Llevó a Priscilla y a William al dormitorio principal. Encerró al niño en el placard. Ató a Priscilla a la cama con ligaduras improvisadas y le tapó la boca con uno de sus medias. La violó. Luego le disparó dos veces en la cabeza.
Tomó a William del placard y lo ahogó en la bañera del piso de arriba.
Cuando se disponía a salir, Abigail llegó del colegio en el micro escolar. LaPlante la llevó al baño de la planta baja. El informe forense registró que Abigail presentaba, además del ahogamiento, traumatismo por golpe en la cabeza. El agente Aho, que encontró los cuerpos, declaró en la Justicia. “Mi sensación en ese momento fue que ella había luchado por mantenerse con vida.”
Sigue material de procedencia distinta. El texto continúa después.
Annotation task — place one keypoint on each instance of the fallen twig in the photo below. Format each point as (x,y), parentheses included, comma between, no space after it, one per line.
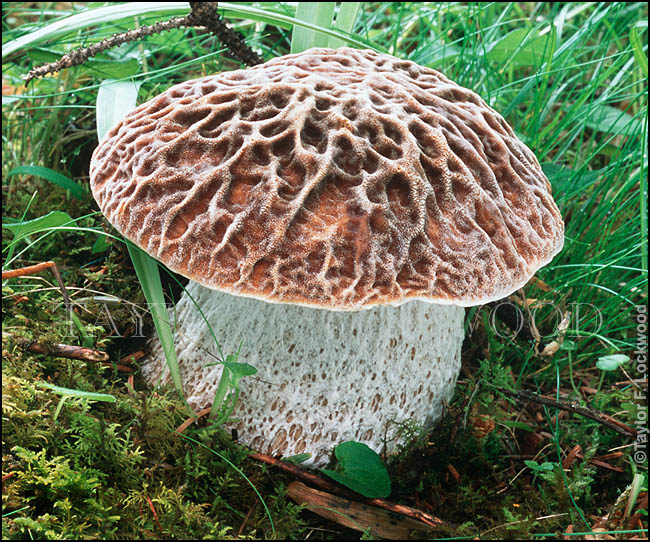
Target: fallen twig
(353,514)
(33,269)
(330,487)
(68,351)
(191,420)
(203,14)
(599,417)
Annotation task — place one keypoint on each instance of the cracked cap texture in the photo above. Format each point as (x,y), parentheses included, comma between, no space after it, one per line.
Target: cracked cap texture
(340,179)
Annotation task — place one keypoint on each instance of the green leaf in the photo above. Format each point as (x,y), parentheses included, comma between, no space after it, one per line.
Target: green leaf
(101,244)
(93,396)
(519,48)
(53,219)
(363,470)
(296,459)
(518,425)
(52,176)
(637,46)
(317,13)
(113,69)
(238,370)
(612,362)
(114,100)
(535,466)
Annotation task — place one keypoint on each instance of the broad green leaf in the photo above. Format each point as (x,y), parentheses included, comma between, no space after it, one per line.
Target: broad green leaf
(238,370)
(317,13)
(114,100)
(363,470)
(53,219)
(521,47)
(93,396)
(611,363)
(52,176)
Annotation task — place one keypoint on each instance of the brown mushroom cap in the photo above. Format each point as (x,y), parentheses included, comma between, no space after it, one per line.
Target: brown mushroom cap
(335,178)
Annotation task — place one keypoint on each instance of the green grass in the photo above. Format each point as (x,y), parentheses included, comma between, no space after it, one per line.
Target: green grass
(570,78)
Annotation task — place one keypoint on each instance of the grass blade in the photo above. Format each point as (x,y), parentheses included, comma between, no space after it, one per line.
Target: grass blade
(114,100)
(317,13)
(52,176)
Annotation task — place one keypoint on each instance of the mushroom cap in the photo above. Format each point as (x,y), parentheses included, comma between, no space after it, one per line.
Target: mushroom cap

Andrew Gustafson llamó a su casa durante toda la tarde. Nadie contestó. Llegó alrededor de las 5:30 de la tarde, encontró a Priscilla en el dormitorio y salió corriendo. Llamó a la policía. Mientras tanto, esa noche, LaPlante fue al cumpleaños de su sobrina.

La cacería y el arresto en un contenedor de basura
El teniente Lane formaba parte del operativo de búsqueda cuando, al día siguiente, una vecina llamada Lynne McGovern le pidió que la acompañara a entrar a su casa en la calle Jewett.
Tenía razón. LaPlante estaba adentro. Saltó por una ventana y huyó hacia el bosque. Más tarde apareció en la calle Elm y obligó a una vecina, Pam Makela, a subir a su auto. Makela saltó del vehículo en movimiento y escapó.
Esa misma noche, el 3 de diciembre de 1987, los agentes encontraron a Daniel LaPlante escondido dentro de un contenedor de basura. Tenía 17 años.
La camisa y los guantes que usó para ahogar a los niños aparecieron en el bosque detrás de la casa de los Gustafson, todavía húmedos.
El juicio y las tres cadenas perpetuas
En octubre de 1988, LaPlante fue juzgado por los asesinatos. El jurado lo declaró culpable de los tres homicidios. Fue condenado a tres cadenas perpetuas consecutivas.
En 2017, LaPlante compareció ante un juez del Tribunal Superior para solicitar una reducción del tiempo mínimo. En esa audiencia pronunció un discurso.
“Las palabras no pueden capturar completamente lo que hice. Asesiné a tres personas inocentes. Por mi culpa, un niño de cinco años nunca cumplió seis. Una niña de siete años nunca cumplió ocho. Por mi culpa, una mujer nunca pudo dar a luz a su tercer hijo. Le robé a un niño nonato su primer aliento”, dijo LaPlante ante el Tribunal.
El psiquiatra Fabian Saleh, que lo evaluó, dictaminó que LaPlante no mostraba empatía y continuaba minimizando sus conductas. El juez rechazó la solicitud, calificando los crímenes como “tres asesinatos distintos y brutales” y señalando que, pese a ciertos avances durante su encarcelamiento, LaPlante seguía presentando un trastorno de personalidad antisocial.
Daniel LaPlante permanece recluido en la Institución Correccional de Massachusetts en Norfolk. Su primera posibilidad de solicitar libertad condicional llegará recién en 2032.